Another exercise in sin and sleaze from the envelope-pushing (and some might say taste-impaired) Devenport, Scorpianne tells us the singularly unappealing tale of a veteran prostitute named Lucy Cartier who finds herself on the run from an attempt on her life. Someone has rigged the robotic penis she uses in her virtual sex acts with a big knife, just so there's no mistaking this for family entertainment.

Someone's killing whores, and they're using the sex machines that said whores couple with (their johns manipulate these machines on their end) to do it. So we get some grisly accounts of horribly mangled dead prostitutes, with special attention paid to the level of genital mutilation they've suffered. Lucy finds herself stalked by Scorpianne, a shadowy female assassin, who sends a machine after Lucy, Terminator-style. Scorpianne taunts Lucy by raping her with the machine, just to let her know how powerless she is. Are you enjoying this so far? Hey, in the first forty pages you get Lucy's attempted murder, then a rape/mutilation murder of one of Lucy's friends, then Lucy's rape by Scorpianne. I sense a pattern here. Emily, what's up with you?

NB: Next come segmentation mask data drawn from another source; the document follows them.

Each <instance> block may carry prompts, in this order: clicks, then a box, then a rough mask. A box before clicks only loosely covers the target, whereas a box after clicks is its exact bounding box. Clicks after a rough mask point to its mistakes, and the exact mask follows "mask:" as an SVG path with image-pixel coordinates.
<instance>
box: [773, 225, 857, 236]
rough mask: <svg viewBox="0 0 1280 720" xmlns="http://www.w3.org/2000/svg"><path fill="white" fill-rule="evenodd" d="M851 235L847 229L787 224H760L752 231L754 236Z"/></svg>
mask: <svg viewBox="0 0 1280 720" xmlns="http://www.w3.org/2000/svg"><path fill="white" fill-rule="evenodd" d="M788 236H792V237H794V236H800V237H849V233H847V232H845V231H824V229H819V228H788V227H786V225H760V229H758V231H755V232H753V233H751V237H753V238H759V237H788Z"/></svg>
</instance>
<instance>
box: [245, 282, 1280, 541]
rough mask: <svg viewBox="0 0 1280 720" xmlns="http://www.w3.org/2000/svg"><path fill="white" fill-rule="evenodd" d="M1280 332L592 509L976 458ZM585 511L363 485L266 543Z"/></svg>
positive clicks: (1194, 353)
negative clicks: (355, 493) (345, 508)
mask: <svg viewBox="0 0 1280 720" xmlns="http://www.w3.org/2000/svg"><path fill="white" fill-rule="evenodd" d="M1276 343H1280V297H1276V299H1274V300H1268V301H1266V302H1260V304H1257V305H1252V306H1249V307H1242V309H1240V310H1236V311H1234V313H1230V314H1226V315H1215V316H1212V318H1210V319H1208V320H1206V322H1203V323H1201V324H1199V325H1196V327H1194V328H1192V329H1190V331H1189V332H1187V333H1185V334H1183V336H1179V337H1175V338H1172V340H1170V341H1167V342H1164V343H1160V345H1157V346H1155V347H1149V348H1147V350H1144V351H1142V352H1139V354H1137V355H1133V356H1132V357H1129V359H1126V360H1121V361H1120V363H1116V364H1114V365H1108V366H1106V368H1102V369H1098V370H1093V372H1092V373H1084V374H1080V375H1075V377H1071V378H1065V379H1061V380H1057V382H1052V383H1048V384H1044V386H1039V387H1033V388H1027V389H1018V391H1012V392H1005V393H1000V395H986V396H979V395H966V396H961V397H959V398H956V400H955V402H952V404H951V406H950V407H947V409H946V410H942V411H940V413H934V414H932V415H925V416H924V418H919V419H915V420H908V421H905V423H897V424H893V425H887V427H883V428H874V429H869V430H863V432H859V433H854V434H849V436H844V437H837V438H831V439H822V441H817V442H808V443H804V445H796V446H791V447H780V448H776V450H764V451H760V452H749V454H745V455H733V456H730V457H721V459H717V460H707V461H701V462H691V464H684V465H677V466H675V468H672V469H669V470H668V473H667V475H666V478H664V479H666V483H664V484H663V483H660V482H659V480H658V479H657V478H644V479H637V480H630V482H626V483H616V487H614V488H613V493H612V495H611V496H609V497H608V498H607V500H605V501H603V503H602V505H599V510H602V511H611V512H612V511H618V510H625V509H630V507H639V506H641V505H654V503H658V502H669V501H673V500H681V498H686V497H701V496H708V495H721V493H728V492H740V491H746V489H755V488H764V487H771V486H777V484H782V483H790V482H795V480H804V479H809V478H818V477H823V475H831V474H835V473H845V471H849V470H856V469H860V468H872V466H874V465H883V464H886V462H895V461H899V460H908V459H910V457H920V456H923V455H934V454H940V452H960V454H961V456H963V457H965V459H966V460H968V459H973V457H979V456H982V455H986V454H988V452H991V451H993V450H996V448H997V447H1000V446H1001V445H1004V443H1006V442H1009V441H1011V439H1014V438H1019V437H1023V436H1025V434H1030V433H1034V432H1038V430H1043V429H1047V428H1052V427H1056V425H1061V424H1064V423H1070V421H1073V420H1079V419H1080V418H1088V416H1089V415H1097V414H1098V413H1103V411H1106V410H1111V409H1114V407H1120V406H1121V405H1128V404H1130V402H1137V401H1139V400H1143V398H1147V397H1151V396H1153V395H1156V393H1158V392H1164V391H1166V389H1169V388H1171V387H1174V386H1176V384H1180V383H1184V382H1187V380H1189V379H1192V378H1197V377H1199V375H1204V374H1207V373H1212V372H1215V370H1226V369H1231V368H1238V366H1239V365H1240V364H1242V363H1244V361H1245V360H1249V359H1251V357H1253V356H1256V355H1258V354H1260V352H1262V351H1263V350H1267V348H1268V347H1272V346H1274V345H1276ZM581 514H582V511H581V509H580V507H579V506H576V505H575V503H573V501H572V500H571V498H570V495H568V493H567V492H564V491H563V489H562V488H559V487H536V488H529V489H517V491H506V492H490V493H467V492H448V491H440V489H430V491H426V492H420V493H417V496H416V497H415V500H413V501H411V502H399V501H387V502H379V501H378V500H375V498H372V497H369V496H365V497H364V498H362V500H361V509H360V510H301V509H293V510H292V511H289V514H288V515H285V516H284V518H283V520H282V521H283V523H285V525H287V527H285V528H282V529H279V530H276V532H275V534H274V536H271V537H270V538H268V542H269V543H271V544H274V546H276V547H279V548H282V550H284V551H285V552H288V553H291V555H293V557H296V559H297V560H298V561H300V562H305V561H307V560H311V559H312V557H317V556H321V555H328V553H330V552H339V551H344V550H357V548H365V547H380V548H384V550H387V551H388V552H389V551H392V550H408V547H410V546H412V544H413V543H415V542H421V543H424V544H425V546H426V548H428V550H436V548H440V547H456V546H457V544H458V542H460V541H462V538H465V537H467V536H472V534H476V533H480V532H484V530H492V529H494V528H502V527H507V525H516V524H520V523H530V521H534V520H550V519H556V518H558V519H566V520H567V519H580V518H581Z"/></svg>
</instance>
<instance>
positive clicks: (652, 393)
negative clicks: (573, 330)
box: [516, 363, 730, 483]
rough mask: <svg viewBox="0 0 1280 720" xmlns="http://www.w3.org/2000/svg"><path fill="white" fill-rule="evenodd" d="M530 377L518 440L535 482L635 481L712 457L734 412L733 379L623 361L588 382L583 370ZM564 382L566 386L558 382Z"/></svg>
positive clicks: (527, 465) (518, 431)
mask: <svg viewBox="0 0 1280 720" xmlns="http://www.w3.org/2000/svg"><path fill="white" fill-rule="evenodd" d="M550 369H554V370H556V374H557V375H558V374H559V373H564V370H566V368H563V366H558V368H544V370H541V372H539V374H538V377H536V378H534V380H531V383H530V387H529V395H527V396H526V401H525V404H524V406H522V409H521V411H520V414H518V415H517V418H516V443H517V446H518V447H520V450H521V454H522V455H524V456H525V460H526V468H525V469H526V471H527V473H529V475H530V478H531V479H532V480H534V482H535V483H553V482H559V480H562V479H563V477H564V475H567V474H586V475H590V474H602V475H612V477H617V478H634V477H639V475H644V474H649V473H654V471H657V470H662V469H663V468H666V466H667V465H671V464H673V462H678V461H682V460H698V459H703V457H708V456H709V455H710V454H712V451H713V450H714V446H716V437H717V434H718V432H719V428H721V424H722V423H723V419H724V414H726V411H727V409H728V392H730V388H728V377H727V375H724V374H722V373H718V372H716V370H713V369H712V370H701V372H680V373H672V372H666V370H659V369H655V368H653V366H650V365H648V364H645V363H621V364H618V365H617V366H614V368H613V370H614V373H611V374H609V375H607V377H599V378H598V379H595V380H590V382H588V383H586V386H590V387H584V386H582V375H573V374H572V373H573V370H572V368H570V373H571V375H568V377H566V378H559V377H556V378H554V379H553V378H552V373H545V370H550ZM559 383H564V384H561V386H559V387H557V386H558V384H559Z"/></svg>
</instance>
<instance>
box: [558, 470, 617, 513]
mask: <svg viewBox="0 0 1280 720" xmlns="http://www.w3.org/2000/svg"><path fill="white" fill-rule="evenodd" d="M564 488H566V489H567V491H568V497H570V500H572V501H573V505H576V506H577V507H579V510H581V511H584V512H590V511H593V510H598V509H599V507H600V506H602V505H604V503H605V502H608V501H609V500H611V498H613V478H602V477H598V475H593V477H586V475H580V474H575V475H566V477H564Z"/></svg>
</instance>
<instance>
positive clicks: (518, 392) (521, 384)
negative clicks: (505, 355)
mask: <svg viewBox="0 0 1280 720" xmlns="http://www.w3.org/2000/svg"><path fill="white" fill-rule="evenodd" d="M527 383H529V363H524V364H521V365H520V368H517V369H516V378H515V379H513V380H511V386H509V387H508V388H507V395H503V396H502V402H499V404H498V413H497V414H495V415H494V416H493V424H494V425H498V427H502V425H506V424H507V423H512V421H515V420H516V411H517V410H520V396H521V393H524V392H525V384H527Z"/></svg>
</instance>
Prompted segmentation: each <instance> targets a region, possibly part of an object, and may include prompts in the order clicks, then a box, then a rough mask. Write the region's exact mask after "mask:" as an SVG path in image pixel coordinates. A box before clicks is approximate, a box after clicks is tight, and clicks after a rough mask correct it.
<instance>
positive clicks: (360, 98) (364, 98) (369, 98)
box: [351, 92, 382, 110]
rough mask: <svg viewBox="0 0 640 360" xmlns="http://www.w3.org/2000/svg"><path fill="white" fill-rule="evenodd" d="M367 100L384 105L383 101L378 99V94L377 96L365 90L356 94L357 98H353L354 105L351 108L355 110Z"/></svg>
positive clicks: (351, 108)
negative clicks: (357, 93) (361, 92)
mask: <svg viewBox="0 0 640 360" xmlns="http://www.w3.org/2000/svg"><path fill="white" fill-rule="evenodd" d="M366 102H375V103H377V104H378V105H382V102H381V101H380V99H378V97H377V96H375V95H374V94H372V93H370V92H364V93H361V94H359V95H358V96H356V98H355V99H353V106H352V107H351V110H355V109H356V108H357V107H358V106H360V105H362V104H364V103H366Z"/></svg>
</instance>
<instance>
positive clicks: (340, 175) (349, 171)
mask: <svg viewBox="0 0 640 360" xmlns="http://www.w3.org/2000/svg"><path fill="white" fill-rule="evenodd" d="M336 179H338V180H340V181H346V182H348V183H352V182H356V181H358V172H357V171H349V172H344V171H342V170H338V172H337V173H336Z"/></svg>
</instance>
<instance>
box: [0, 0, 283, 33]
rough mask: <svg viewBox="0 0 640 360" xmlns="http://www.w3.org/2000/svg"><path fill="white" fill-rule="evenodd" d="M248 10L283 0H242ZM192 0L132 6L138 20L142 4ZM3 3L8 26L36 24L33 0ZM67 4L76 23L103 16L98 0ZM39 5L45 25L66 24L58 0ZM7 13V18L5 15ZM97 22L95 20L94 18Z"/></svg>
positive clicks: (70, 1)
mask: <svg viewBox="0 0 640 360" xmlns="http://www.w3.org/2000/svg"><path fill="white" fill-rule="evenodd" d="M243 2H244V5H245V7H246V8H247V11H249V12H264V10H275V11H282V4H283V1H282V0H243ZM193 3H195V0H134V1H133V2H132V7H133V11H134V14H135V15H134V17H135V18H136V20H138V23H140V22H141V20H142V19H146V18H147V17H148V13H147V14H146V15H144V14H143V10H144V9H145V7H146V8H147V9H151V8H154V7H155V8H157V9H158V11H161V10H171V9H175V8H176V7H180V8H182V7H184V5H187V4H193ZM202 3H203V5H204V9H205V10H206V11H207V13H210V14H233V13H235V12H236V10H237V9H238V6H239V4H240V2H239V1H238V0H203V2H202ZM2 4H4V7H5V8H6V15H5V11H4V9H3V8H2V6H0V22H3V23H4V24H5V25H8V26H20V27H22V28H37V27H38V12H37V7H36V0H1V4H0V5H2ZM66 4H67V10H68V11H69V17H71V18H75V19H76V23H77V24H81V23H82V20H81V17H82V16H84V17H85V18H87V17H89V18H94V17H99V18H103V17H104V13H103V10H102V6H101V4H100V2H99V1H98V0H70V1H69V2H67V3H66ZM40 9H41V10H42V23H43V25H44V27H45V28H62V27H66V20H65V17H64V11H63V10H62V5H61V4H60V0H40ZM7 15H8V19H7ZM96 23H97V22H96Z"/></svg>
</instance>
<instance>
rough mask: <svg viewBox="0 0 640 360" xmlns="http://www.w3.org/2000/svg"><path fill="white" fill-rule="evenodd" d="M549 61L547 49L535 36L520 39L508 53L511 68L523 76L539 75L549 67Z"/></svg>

Seeking to expose the secrets behind the biotech firm she thinks may be responsible for her friends' deaths, Lucy finds herself caught up in an incipient war between Earth and Mars. And all the while she continues to be stalked by the evil and rapacious Scorpianne.

Folks, I hope you're aware that I'm not one to make hyperbolic statements one way or the other, but this novel is just a loathsome piece of crap. If you get further than fifty pages into it, you really deserve some kind of medal. I don't have any problem at all with sexually explicit material (check Jacqueline Carey's Kushiel's Dart to see how to do this kind of thing right), but Devenport seems to lack any understanding of sex at all outside of its shock value. The thing is, in this day and age, there are few sexual taboos left to shock us, which means that the novel's nonstop smut is little more than exploitive and disgusting. It isn't even really good porn; who would be aroused by this stuff? John Wayne Gacy? Oh, wait, he was into boys.

And these characters? I do not like them, Sam I Am. There's not enough development going on, and what hints we have of Lucy's past describe a pretty nihilistic future of war and strife, both on Earth and off. Perhaps there are some readers out there who will find Devenport's approach admirably edgy. I think edginess takes a certain degree of sophistication and finesse. Devenport has neither. In fact, she's so ham-handed with the adult content it seems like she's simply testing to see what her editor will let her get away with.

Devenport's prose remains as accessible and competent as it was in Larissa, but this novel's story makes Larissa look like Lord of the Rings. That Devenport is a writer who could probably turn in some pretty damn good science fiction if only she'd outgrow her adolescent fixation with sleaze is a powerful source of frustration. But it's not a frustration that lasts for long. After all, there are thousands of better SF books by hundreds of better writers out there. It's a simple matter to move on to one of them, and leave Devenport's work under the mattress with all the old issues of Hustler and Swank, where it belongs.